Proponents of right to work frame it as a way to liberate workers from the imaginary tyranny of Big Labour, but it's really intended to cripple unions by starving them of dues and weakening their bargaining power. And that's why wages in right to work states are nearly 17 percent lower than in non-right to work states. It's also why U.S. President Barack Obama has dubbed right to work "the right to work for less," and why right to work laws are often referred to as "Work For Less" laws.
Boosters of Work For Less legislation say it is an effective tool for attracting manufacturing jobs to a region. But after passing a Work For Less law in 2001, Oklahoma lost all of the manufacturing jobs that it had gained in the decade prior to adopting the law. North Carolina, meanwhile, is a Work For Less state with the lowest unionization rate in the U.S., but has lost a third of its manufacturing jobs over the last decade. As Andrew Jackson of the Broadbent Institute points out, "studies in the (U.S.) do not show manufacturing job gains for so-called right to work states."
Another claim that advocates of Work For Less make is that it improves the economic competitiveness of a region by reducing unemployment. But a 2012 Fraser Institute report found that Canada's 10 provinces – all of which rank ahead of U.S. states in terms of labour rights – ranked in the top 21 states and provinces for labour market performance between 2007 and 2011. The rankings were based on job growth, unemployment, and productivity growth. Also, as of August 2014, four of the six U.S. states with the highest unemployment in the country were Work For Less states. So there goes that theory.

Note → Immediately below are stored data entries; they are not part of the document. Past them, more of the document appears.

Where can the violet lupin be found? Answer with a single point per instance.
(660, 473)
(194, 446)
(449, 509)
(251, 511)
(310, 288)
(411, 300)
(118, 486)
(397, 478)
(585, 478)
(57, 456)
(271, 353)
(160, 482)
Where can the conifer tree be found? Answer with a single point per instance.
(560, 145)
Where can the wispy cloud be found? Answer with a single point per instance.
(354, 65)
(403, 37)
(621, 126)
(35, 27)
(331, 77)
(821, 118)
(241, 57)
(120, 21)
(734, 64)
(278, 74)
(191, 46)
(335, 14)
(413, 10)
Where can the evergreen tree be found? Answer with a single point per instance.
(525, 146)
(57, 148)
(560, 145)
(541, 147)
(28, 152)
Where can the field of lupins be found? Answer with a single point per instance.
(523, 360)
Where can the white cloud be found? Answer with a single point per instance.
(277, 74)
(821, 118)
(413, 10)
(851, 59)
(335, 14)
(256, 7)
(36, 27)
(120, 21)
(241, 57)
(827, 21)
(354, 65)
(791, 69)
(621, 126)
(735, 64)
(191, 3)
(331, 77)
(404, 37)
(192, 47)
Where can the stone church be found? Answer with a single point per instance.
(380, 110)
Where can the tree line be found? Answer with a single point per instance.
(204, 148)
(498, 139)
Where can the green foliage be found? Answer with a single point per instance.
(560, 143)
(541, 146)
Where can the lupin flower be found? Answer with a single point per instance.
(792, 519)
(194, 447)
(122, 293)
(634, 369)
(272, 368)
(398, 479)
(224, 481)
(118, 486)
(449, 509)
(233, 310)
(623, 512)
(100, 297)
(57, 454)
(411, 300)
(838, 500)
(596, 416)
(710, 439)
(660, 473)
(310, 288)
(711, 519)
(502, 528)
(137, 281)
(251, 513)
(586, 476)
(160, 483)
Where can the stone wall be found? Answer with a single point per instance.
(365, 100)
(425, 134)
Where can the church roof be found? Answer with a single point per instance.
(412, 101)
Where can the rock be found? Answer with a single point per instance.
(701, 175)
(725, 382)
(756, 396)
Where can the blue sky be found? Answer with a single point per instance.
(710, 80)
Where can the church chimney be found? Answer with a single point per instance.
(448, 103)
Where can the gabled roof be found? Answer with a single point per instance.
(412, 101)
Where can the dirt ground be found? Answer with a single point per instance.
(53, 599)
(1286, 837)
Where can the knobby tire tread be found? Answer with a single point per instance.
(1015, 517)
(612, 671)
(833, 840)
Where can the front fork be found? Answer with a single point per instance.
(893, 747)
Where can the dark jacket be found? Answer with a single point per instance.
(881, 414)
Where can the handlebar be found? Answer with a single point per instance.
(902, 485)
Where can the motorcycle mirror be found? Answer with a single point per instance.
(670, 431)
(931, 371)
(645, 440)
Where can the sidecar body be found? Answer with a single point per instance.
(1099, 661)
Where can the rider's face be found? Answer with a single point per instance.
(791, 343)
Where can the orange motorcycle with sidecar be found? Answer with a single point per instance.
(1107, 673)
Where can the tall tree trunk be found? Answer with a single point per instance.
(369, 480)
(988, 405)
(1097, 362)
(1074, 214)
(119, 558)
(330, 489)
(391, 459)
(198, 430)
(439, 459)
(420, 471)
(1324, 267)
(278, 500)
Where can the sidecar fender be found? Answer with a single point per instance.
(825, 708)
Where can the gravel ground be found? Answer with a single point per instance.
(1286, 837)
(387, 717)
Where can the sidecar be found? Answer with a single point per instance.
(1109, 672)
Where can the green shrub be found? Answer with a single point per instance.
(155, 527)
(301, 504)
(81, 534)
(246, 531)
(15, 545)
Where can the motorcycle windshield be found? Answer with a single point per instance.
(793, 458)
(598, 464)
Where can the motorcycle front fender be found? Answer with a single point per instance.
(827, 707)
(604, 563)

Granted, part of the reason why politicians have so far failed to implement Work For Less in Canada is because Canadians have more favourable views toward unions and the social programs that they fought (and continue to fight) for, and because unionization rates are much higher in Canada than in the U.S. However, the fact that Work For Less proposals have reared their ugly heads in Saskatchewan, Alberta, and Ontario in the last few years suggests that we can expect to see similar proposals down the road. In the meantime, let's spread the word among our friends, family, and neighbours that the "right to work for less" is the wrong choice for workers.